If your teenager has been diagnosed with a chronic or long-term illness, you might be feeling worried and confused as to you can help them. What they need from you is guidance and comfort; they don’t need you to be their doctor as they have a specialist for that. Instead, they need you to be there for them.
This may not sound too difficult a task, but as you are helping, there are a number of important points to notice and pay attention to. These long-term illnesses, which might include asthma, eating disorders, diabetes, cancer, depression, and more, will all bring their own set of physical and mental challenges. Read on to discover just how you can guide your teen through a long-term illness in the best way possible.
Help with the Adjustment
One of the first things you are going to need to help your teen with when it comes to their new diagnosis of a chronic illness is the adjustment to this illness. Changes will need to be made in their lives — and your life, too, in many cases — and this can be very hard to deal with. Having someone there to help them through this time of change and adjustment will make it easier to cope with.

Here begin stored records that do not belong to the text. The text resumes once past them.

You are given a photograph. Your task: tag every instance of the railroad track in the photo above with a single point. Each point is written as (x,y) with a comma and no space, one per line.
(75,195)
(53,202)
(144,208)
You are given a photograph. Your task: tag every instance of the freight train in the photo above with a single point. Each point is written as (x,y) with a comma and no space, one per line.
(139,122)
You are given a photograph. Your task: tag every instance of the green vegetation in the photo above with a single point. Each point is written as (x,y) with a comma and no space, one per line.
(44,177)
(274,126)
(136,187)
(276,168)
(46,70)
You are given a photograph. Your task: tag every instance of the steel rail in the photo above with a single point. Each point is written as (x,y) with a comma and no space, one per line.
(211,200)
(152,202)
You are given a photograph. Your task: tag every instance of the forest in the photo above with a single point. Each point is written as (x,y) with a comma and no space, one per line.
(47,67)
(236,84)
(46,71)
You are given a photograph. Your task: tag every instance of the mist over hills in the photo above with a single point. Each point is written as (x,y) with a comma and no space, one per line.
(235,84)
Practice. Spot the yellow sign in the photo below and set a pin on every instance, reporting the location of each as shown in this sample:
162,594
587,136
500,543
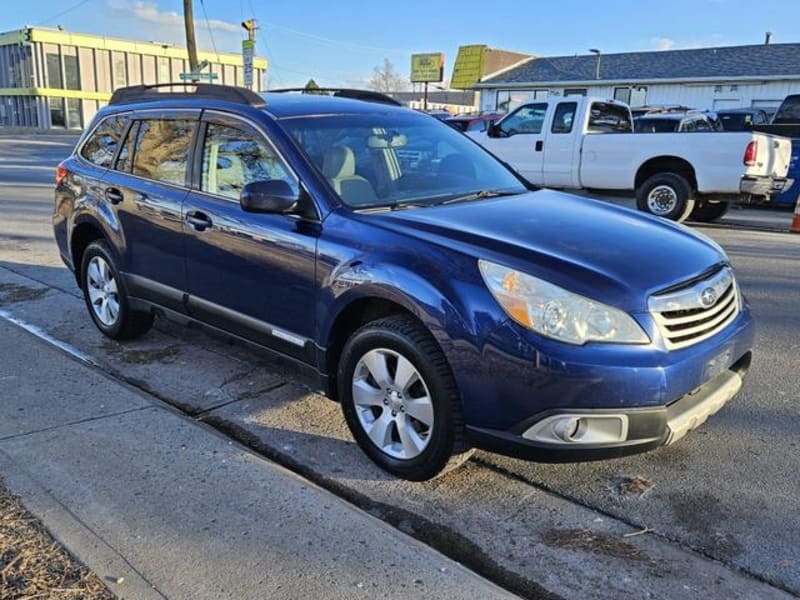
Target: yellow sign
427,67
468,69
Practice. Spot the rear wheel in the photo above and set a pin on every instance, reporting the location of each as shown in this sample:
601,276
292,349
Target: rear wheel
666,195
400,400
705,211
106,297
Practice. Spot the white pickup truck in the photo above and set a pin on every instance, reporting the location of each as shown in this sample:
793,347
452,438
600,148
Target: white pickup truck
579,142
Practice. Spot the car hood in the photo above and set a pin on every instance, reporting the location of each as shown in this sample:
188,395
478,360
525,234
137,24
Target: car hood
611,254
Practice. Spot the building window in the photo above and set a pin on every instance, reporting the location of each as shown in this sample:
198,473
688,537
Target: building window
120,70
74,113
163,70
72,78
103,69
177,69
148,70
134,69
54,70
57,118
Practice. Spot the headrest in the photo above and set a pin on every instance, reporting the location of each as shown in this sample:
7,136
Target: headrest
339,162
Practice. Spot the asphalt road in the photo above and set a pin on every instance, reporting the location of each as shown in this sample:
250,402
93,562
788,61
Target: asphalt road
720,508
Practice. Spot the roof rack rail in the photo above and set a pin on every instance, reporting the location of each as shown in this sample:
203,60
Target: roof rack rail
166,91
365,95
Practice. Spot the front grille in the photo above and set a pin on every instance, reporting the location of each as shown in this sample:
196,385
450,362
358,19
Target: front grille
687,321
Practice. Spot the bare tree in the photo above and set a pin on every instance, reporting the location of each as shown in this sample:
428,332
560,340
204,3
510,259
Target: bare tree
386,79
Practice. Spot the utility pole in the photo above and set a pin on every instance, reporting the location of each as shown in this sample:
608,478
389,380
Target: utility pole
597,64
191,44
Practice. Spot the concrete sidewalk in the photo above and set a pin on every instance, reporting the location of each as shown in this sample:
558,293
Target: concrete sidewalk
140,492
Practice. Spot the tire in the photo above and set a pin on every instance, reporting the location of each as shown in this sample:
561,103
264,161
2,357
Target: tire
705,212
666,195
106,297
414,444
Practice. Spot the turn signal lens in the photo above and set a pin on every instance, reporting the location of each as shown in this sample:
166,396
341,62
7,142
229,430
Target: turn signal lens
750,154
61,173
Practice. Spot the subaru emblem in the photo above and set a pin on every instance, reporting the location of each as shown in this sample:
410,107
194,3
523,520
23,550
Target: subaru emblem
708,297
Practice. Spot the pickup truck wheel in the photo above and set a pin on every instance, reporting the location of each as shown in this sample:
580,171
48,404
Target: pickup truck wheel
400,400
666,195
106,297
705,212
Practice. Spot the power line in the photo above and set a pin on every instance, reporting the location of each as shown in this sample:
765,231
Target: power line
63,12
332,41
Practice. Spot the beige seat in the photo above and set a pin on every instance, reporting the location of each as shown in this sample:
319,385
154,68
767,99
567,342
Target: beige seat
339,167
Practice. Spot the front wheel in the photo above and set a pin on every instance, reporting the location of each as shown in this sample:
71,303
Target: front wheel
666,195
400,400
106,297
705,212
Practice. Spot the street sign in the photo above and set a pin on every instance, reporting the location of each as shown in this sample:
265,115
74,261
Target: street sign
248,49
195,76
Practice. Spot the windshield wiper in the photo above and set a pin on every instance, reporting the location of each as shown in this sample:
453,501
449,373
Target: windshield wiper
404,205
479,195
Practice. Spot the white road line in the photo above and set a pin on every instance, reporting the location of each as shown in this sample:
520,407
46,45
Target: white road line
43,335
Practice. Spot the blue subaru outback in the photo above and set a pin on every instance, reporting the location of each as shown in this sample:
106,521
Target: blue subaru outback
440,300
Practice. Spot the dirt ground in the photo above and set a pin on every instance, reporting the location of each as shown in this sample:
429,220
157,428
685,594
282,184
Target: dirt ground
34,565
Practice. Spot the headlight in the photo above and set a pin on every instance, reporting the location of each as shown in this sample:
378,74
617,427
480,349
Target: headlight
556,313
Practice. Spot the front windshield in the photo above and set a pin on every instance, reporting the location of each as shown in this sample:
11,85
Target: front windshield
398,159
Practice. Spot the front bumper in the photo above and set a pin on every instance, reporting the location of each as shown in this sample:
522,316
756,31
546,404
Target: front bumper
764,186
644,428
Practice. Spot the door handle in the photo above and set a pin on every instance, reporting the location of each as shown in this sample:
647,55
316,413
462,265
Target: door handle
200,221
114,196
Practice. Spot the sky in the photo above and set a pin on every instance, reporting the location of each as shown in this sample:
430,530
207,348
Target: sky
340,42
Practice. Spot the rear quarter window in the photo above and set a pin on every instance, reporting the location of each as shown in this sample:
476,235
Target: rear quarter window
605,117
102,144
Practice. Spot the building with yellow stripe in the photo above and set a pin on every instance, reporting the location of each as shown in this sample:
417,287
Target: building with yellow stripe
53,78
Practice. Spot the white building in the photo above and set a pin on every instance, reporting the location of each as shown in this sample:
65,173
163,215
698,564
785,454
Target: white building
703,78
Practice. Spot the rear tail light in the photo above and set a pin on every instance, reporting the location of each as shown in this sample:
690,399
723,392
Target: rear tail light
750,154
61,173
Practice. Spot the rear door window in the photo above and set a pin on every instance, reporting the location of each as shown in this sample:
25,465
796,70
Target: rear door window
564,117
234,156
162,149
526,119
102,145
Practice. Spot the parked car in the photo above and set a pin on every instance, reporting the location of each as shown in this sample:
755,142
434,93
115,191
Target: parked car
671,122
581,142
472,122
742,119
446,305
786,122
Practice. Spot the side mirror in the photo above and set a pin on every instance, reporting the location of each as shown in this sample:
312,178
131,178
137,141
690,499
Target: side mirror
272,196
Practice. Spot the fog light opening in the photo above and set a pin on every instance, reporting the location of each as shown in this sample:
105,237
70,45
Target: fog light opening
569,429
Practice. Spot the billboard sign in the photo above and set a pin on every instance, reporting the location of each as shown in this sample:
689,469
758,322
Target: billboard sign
248,49
468,69
427,67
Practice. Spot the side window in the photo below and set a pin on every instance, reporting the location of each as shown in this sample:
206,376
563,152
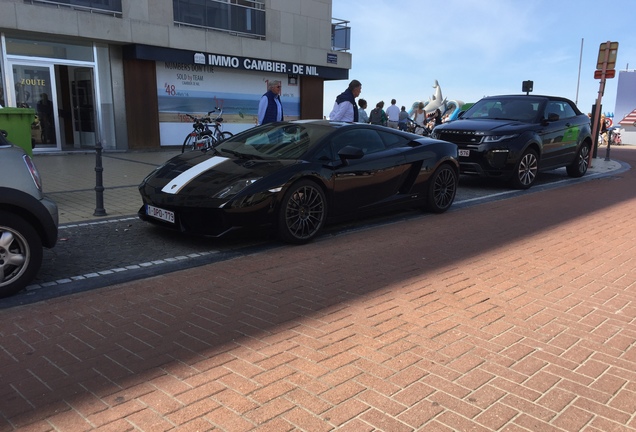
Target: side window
568,111
392,140
554,111
367,140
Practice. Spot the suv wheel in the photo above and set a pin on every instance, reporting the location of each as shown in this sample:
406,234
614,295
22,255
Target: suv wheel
20,253
578,167
525,172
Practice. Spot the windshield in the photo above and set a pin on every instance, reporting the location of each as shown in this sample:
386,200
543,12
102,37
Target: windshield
522,108
274,141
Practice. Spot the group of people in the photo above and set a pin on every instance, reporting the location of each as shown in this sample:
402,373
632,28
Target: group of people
346,109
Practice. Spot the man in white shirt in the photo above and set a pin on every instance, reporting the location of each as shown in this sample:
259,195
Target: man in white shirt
393,115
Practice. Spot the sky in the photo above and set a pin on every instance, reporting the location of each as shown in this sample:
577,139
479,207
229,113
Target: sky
477,48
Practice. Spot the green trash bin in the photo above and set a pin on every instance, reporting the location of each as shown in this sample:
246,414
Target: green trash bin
17,122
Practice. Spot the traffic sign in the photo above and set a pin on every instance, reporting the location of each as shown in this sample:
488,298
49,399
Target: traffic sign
602,55
608,74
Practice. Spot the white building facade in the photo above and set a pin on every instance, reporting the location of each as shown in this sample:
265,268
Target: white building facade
125,73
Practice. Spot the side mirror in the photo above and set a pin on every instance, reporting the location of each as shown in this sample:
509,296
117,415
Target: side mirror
350,152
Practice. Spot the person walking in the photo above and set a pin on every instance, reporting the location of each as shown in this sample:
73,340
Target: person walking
270,108
377,115
403,119
345,107
393,115
419,117
363,117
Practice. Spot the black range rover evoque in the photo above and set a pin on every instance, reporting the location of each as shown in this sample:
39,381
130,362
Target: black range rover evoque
514,137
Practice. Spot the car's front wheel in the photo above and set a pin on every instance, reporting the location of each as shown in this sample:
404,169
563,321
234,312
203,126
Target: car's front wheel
302,213
578,167
20,253
442,189
526,170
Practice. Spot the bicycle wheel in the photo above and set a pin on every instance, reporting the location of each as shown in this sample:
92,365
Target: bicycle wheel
190,142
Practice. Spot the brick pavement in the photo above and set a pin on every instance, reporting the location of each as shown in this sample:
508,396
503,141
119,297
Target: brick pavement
513,315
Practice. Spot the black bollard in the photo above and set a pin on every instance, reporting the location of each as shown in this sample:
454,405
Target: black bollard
99,184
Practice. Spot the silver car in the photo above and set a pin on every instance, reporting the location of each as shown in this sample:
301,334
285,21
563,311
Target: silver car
28,220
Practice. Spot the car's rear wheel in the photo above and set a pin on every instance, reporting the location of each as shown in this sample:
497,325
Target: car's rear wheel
578,167
302,213
525,172
20,253
442,189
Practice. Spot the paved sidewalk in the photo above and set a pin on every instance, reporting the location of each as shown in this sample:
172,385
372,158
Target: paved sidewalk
70,180
513,315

To begin with, you should never try to write off your child’s feelings about what is happening, even if you do it in a way that is meant to make them feel better. Telling someone not to worry about something doesn’t mean they’ll stop worrying; it just means they’ll think you don’t understand or don’t care. In order to help, you must acknowledge your teen’s feelings and comfort them.
Watch for Depression
Something that can happen to some teens when they go through life changing adjustments and news of a chronic illness is the development of depression alongside the diagnosis. It is perfectly normal and only to be expected that they will be sad and scared, but depression is something else, something deeper, and it will need professional help.
Some of the signs of depression to look out for include:
- Excessive crying
- Changes in sleep pattern (insomnia or sleeping more than usual)
- Rapid weight gain or loss
- Loss of interest in hobbies, favorite TV shows, family time, and other things they used to enjoy
- Increased irritability
- Feeling worthless or hopeless
If any of these symptoms occur, or even if you are just concerned depression might be harming your child, don’t hesitate to speak to the experts at igniteteentreatment.com.
Learn What You Can
It is only natural that you will be as scared and concerned as your teen is at this time, yet as a parent you are going to want to help them as much as possible. To be able to do this, you should learn as much as you can about the disease or condition that your child has. This will allow you to be much more understanding about how they are feeling, but you will also be able to talk to them properly about their condition and help them work out the next steps.
Knowing a lot about the thing that is scaring you is good practice in general. The more you know, the less frightening it is, and the more you can deal with it. Take the time to speak to healthcare professionals and read websites or books by those who specialize in your area of interest to get the most relevant and accurate information.